Le sondage Angus Reid posait directement la question : « Le Canada doit-il continuer à être une monarchie constitutionnelle pour les générations à venir ? » Résultat : 51 % ont dit non, 26 %, oui, et 24 % ne savaient pas.

Une pluralité de Canadiens dans chacune des régions du pays croit qu’il faut abandonner la monarchie. Cela va de 71 % au Québec à 43 % en Ontario et dans les Maritimes – mais avec moins du quart des répondants qui tiennent à conserver les liens avec la Couronne britannique.

Évidemment, ce serait compliqué. Il faudrait, d’entrée de jeu, une sorte d’accord tacite que ce n’est pas le temps pour chacun de déballer toutes ses autres demandes constitutionnelles.

Cela dit, il existe un moyen de provoquer un débat constitutionnel sur une seule question, un moyen qui a été suggéré par la Cour suprême il y a un quart de siècle et qui n’a jamais été utilisé de cette manière : un référendum. La décision en question portait sur l’éventuelle accession à la souveraineté du Québec, mais elle pourrait s’appliquer dans d’autres cas.

Selon les juges, « la tentative légitime, par un participant de la Confédération, de modifier la Constitution a pour corollaire l’obligation faite à toutes les parties de venir à la table des négociations ».

Ça ne garantit pas l’issue des négociations – y compris après un Oui à un référendum sur la souveraineté, soit dit en passant –, mais ça oblige la tenue de négociations.

Donc, un référendum à l’initiative d’une ou de plusieurs provinces, ou même un référendum national sur le maintien ou non de la monarchie, pourrait être le point de départ d’une nouvelle ronde constitutionnelle dans laquelle on discuterait uniquement de cette question.

Un parti politique – dans une province ou au fédéral – pourrait promettre la tenue d’un référendum sur la monarchie dans sa plateforme électorale et s’il obtenait ce mandat, la question deviendrait à l’ordre du jour.

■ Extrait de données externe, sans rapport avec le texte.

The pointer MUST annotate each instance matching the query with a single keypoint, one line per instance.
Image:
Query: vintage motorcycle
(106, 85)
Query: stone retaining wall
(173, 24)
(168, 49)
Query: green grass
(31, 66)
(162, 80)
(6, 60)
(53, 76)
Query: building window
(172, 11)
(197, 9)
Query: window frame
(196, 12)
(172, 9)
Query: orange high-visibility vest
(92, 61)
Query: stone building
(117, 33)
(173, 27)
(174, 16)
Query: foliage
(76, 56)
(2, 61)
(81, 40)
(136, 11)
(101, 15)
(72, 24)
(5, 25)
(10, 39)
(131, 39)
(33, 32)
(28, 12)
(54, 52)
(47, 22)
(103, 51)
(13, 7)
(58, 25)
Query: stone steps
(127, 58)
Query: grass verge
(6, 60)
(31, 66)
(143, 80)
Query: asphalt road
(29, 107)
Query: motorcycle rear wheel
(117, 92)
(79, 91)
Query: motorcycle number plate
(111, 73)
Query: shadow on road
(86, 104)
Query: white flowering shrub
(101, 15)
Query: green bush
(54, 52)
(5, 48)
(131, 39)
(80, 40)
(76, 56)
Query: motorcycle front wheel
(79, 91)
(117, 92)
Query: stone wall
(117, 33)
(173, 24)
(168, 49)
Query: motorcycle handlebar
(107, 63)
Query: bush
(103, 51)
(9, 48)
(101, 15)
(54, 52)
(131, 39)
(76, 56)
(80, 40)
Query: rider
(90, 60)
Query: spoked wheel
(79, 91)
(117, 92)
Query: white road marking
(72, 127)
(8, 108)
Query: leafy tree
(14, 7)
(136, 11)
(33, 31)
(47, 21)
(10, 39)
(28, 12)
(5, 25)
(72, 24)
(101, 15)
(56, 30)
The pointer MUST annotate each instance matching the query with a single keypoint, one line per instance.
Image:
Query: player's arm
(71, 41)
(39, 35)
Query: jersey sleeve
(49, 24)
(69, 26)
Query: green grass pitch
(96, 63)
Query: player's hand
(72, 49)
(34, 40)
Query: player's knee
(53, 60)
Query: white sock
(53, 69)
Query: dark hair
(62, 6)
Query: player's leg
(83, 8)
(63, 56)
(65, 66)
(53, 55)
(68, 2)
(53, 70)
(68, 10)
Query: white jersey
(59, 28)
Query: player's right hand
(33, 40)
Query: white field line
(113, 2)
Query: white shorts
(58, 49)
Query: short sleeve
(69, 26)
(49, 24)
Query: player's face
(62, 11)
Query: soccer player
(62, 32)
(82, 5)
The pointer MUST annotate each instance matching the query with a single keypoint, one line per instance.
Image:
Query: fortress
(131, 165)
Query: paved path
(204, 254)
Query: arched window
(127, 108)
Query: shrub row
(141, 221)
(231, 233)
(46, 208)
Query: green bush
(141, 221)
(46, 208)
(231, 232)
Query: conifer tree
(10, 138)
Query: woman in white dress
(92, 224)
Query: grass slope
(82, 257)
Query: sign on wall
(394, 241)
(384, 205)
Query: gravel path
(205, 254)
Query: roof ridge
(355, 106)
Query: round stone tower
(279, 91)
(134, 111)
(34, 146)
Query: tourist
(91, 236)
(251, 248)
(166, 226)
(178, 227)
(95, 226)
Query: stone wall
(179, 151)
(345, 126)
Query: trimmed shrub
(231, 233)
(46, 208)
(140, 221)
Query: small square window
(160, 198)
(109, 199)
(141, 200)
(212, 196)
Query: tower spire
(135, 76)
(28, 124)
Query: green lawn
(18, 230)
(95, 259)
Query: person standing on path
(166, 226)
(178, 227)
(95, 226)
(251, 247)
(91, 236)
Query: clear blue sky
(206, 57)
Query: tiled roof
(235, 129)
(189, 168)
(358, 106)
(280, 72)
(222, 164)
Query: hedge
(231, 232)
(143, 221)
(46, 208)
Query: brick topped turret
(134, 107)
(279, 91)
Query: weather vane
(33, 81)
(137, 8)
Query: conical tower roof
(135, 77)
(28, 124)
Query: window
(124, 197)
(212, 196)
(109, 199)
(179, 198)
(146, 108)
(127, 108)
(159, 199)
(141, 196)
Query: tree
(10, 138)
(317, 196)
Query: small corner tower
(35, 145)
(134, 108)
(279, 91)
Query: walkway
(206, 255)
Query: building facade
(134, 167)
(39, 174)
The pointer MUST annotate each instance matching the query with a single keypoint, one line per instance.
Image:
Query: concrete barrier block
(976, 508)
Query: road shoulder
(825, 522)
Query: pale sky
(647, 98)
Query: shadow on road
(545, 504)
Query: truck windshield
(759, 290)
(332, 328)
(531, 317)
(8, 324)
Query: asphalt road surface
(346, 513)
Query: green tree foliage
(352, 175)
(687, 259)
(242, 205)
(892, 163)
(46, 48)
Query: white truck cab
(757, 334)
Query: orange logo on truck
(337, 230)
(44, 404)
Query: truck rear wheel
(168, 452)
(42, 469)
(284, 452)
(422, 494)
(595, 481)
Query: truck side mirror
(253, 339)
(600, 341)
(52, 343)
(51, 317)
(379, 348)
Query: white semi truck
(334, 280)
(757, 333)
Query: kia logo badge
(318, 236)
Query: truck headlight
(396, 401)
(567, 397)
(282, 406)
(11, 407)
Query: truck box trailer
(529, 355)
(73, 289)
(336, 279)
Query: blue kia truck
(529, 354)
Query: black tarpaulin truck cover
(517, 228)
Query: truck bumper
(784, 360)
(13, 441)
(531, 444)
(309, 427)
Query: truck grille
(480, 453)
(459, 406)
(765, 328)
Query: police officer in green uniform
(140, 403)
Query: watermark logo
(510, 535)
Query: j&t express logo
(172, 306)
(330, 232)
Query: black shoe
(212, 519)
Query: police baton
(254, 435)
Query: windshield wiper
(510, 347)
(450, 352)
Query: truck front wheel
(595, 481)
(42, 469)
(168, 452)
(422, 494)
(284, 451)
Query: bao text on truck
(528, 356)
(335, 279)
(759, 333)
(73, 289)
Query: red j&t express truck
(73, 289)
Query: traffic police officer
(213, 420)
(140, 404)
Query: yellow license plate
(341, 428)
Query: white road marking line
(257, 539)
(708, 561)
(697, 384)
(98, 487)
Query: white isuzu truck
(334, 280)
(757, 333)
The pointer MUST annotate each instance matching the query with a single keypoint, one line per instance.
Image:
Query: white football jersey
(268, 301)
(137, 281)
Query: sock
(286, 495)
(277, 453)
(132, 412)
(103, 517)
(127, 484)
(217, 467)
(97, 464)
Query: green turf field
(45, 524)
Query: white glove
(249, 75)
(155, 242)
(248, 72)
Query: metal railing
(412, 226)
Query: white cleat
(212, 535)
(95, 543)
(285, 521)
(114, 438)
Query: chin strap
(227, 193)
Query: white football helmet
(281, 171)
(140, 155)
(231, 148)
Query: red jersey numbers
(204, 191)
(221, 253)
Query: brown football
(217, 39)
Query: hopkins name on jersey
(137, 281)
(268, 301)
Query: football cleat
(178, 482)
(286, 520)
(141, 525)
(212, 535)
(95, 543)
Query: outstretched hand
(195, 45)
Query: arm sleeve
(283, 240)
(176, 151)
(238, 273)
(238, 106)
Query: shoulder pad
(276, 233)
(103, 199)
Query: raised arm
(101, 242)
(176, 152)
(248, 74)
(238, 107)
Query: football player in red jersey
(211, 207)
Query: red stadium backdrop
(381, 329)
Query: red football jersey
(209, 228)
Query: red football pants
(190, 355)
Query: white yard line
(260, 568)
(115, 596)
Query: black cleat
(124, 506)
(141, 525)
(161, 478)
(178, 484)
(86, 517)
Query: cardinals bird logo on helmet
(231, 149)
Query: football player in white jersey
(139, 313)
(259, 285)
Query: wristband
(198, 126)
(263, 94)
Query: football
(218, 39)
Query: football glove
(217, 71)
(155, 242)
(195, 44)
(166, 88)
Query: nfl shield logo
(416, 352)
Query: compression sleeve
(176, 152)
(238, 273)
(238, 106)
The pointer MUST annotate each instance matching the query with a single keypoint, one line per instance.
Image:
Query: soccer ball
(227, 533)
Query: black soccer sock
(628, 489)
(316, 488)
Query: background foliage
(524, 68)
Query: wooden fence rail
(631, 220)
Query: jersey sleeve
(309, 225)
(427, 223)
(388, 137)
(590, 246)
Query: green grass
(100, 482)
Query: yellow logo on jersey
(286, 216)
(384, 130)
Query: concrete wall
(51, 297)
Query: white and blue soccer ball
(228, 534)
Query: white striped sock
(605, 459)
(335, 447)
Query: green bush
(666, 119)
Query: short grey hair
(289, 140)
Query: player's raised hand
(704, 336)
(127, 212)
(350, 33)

Évidemment, cela ne change pas la règle constitutionnelle de l’unanimité et le premier ministre de l’Île-du-Prince-Édouard (nom monarchiste prédestiné !) pourrait toujours exercer son droit de veto. Mais le poids démocratique d’un référendum serait bien difficile à ignorer. Surtout s’il s’agissait d’un référendum national ou tenu dans plusieurs provinces.

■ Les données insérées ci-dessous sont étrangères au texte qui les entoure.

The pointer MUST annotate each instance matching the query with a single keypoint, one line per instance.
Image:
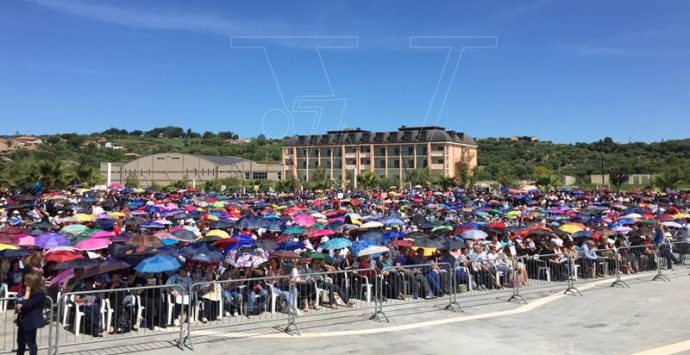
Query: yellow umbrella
(218, 233)
(83, 217)
(427, 251)
(8, 247)
(571, 228)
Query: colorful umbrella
(50, 241)
(92, 244)
(157, 264)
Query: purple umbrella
(50, 241)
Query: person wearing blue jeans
(251, 298)
(232, 298)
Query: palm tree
(367, 180)
(444, 182)
(669, 179)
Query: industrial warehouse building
(167, 168)
(387, 154)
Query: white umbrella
(672, 224)
(371, 250)
(474, 234)
(372, 225)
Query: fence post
(657, 255)
(378, 300)
(620, 283)
(453, 304)
(292, 327)
(186, 339)
(571, 278)
(516, 283)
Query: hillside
(499, 159)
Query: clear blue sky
(565, 71)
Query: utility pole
(601, 151)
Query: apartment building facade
(386, 154)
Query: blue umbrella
(390, 221)
(196, 248)
(360, 245)
(336, 243)
(51, 240)
(158, 263)
(374, 236)
(290, 245)
(391, 235)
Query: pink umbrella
(102, 234)
(303, 220)
(93, 244)
(164, 235)
(26, 241)
(62, 277)
(320, 233)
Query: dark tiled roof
(402, 136)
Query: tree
(387, 182)
(132, 181)
(544, 177)
(319, 180)
(669, 179)
(290, 184)
(505, 175)
(617, 178)
(367, 180)
(444, 182)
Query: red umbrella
(63, 256)
(402, 243)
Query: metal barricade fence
(235, 302)
(114, 314)
(681, 252)
(489, 275)
(8, 316)
(636, 259)
(409, 284)
(546, 270)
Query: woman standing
(30, 316)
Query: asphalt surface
(604, 320)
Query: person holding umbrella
(30, 313)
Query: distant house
(5, 145)
(569, 180)
(237, 141)
(634, 179)
(103, 142)
(25, 142)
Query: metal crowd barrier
(99, 316)
(8, 316)
(409, 284)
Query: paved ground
(604, 320)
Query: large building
(387, 154)
(167, 168)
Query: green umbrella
(442, 228)
(73, 229)
(294, 230)
(315, 256)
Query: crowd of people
(136, 258)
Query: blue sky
(565, 71)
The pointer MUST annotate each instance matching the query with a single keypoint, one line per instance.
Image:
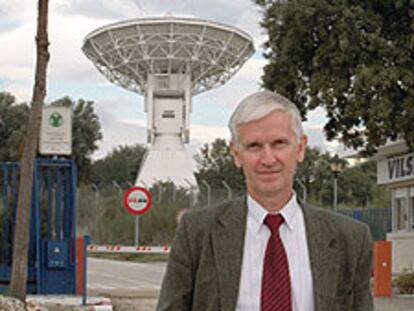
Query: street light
(337, 166)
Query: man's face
(267, 150)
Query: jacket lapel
(323, 255)
(228, 242)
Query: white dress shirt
(293, 235)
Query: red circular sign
(137, 200)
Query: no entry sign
(137, 200)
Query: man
(235, 256)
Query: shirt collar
(258, 213)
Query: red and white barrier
(118, 249)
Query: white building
(395, 168)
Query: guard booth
(395, 168)
(52, 248)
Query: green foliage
(13, 121)
(101, 215)
(120, 165)
(86, 132)
(353, 58)
(405, 283)
(215, 164)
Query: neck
(272, 203)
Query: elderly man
(268, 251)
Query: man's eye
(279, 143)
(253, 146)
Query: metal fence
(103, 216)
(379, 220)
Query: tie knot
(274, 222)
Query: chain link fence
(101, 213)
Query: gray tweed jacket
(203, 271)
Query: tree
(13, 122)
(21, 234)
(215, 164)
(85, 134)
(353, 58)
(120, 165)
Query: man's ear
(236, 154)
(302, 149)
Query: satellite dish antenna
(168, 60)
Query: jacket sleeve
(177, 286)
(363, 300)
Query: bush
(405, 283)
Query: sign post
(56, 131)
(138, 201)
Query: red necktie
(276, 289)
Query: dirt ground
(134, 304)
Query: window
(402, 217)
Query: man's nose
(267, 156)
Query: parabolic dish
(127, 52)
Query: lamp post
(336, 168)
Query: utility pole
(21, 234)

D’ailleurs, 92 % des Canadiens qui veulent abolir la monarchie sont bien au courant que ce sera difficile, mais disent qu’il faut tout de même essayer.

Il faut aussi s’assurer de ne pas faire d’erreurs. En 1999, l’Australie a voté pour abolir la monarchie et les sondages semblaient être assez favorables.

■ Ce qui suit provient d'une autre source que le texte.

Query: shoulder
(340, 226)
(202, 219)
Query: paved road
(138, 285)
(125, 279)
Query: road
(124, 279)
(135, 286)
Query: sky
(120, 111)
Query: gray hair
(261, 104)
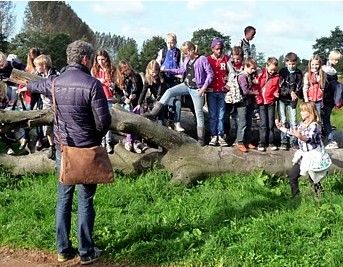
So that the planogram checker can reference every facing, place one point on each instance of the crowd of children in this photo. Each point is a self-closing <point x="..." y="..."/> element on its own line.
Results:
<point x="231" y="83"/>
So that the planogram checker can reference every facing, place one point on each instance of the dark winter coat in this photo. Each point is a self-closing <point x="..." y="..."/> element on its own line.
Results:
<point x="83" y="117"/>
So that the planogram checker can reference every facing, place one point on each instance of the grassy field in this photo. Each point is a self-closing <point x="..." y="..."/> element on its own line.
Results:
<point x="230" y="220"/>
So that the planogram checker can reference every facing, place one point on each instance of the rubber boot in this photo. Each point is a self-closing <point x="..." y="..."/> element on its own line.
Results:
<point x="201" y="135"/>
<point x="157" y="109"/>
<point x="177" y="127"/>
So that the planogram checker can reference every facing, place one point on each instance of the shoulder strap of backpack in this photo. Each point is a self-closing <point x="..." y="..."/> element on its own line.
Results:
<point x="164" y="53"/>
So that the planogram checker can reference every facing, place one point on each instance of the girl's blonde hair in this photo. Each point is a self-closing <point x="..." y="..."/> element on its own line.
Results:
<point x="189" y="46"/>
<point x="237" y="51"/>
<point x="3" y="57"/>
<point x="272" y="61"/>
<point x="171" y="36"/>
<point x="120" y="77"/>
<point x="321" y="72"/>
<point x="335" y="54"/>
<point x="250" y="62"/>
<point x="43" y="60"/>
<point x="109" y="69"/>
<point x="310" y="107"/>
<point x="31" y="55"/>
<point x="152" y="66"/>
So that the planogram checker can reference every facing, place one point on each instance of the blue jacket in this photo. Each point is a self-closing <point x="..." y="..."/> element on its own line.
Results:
<point x="203" y="71"/>
<point x="82" y="109"/>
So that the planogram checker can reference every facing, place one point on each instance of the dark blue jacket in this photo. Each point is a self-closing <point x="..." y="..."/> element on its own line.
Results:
<point x="82" y="109"/>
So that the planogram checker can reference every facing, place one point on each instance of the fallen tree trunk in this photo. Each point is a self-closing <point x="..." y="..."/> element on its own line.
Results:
<point x="184" y="158"/>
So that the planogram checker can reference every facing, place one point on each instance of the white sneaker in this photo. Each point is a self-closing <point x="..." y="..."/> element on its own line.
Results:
<point x="128" y="146"/>
<point x="221" y="141"/>
<point x="10" y="151"/>
<point x="332" y="145"/>
<point x="273" y="147"/>
<point x="213" y="141"/>
<point x="137" y="148"/>
<point x="177" y="127"/>
<point x="109" y="149"/>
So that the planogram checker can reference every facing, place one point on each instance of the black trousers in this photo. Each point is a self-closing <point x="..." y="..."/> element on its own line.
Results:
<point x="267" y="124"/>
<point x="294" y="175"/>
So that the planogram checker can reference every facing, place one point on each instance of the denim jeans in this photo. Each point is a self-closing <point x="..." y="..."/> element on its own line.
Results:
<point x="230" y="113"/>
<point x="107" y="139"/>
<point x="175" y="104"/>
<point x="267" y="124"/>
<point x="85" y="211"/>
<point x="130" y="138"/>
<point x="182" y="89"/>
<point x="319" y="105"/>
<point x="284" y="109"/>
<point x="326" y="114"/>
<point x="244" y="123"/>
<point x="216" y="110"/>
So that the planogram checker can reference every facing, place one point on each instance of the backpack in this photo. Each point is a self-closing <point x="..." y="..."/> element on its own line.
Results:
<point x="234" y="95"/>
<point x="177" y="55"/>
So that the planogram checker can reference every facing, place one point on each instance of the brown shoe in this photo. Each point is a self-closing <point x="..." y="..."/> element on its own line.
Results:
<point x="250" y="146"/>
<point x="242" y="148"/>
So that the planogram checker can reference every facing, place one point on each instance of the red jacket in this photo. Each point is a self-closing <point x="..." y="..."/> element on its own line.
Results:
<point x="267" y="87"/>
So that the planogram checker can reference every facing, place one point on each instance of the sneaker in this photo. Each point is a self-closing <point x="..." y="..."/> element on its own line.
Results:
<point x="221" y="141"/>
<point x="284" y="147"/>
<point x="242" y="148"/>
<point x="23" y="143"/>
<point x="177" y="127"/>
<point x="85" y="260"/>
<point x="109" y="149"/>
<point x="261" y="148"/>
<point x="250" y="146"/>
<point x="332" y="145"/>
<point x="144" y="146"/>
<point x="10" y="151"/>
<point x="63" y="257"/>
<point x="39" y="145"/>
<point x="51" y="152"/>
<point x="128" y="146"/>
<point x="295" y="146"/>
<point x="213" y="141"/>
<point x="137" y="147"/>
<point x="273" y="147"/>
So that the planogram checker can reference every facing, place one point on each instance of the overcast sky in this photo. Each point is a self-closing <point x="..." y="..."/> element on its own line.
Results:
<point x="282" y="26"/>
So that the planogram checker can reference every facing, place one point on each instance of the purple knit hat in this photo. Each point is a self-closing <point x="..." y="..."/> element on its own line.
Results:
<point x="217" y="41"/>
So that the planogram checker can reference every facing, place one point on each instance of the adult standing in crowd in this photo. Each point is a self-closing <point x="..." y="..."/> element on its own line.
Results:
<point x="83" y="119"/>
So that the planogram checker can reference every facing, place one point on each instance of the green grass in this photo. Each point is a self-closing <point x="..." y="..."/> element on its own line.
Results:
<point x="230" y="220"/>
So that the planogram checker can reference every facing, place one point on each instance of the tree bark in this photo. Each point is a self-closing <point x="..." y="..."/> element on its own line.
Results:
<point x="184" y="158"/>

Mais les républicains se sont divisés sur la façon d’élire un président (qui aurait eu les mêmes pouvoirs limités d’un gouverneur général). Les uns voulaient qu’il soit désigné par un vote des deux tiers du Parlement, les autres qu’il soit élu au suffrage universel.

Résultat : le référendum a été un échec (53 % Non, 46 % Oui) et l’Australie a conservé la reine comme chef d’État, même si l’idée de devenir une république revient régulièrement dans l’actualité.

On ne peut pas improviser une telle réforme et il faut s’assurer que le débat se déroule dans le respect de chacun. Mais les Canadiens semblent prêts à couper ce dernier lien colonial. Il faudrait maintenant que des politiciens soient prêts à fournir leur part.